Wednesday, November 21, 2012
Back in May I wrote a popular post about which was a better beginners language: Processing or Python. Although I concluded that Processing was better for the audiences I tend to have in mind (that is, nontechnical members of the general public), that doesn't mean I think Python is a bad language.
The very best thing about Python is the fact that no matter what singular unit of work you need to do, you can almost always find freely available code online that does it. QR generator? Check. Contact sheet creation? Check. Help with the imaging library, including drawing text? Check. Put the pieces together and do some customization to suit my purposes, and I was off to the races.

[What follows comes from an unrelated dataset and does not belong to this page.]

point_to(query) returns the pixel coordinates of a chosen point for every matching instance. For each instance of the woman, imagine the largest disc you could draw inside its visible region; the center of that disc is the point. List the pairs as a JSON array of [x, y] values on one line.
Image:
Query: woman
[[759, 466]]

I also like the 'scriptiness' of the language. I felt that I didn't need to work hard to make robust and reusable code. So long as it worked for my purpose here, that was good enough. This is a rare feeling for me. I usually feel compelled to make the code as general and 'nice' as possible. I loved being able to do what I wanted quickly and not worrying about what the result looked like.
But that's sort of a downside, too. When I stepped back to look at the code from a beginner's perspective, I noted how messy and likely difficult to understand it had become. I remember reading that Python inherently helped developers write good code (thanks to, for example, indentation to signify blocks of code). But this experience made me believe the opposite - it's so easy to write fast code that it can quickly end up being kind of ugly.
I also had a heck of a time getting everything set up on my Macbook. Python comes installed on OSX, but it's usually kind of old. So I downloaded and installed Python 3. After wrestling with the OS to get it to actually use that version for most Python-related things, I quickly found that the libraries I was trying to use didn't really work with this version. After several hours I ended up reverting back to the newest release of version 2. If I was a beginner trying to accomplish some relatively simple task, I would have been turned off the whole thing pretty quickly, if I even understood how to set up the environment in the first place (and I doubt much of the general public would, given how much time you are likely to spend at the command line).
So, all in all, I really like Python for my own purposes as an experienced programmer. But I'm still favouring Processing (or, even better, something like Scratch or some not-yet-existing language theorized by Bret Victor) as a beginner language. I could see Python being really handy once the basics are taught and some confidence is built, but I am still fairly sure I wouldn't want to begin with it if I had a choice.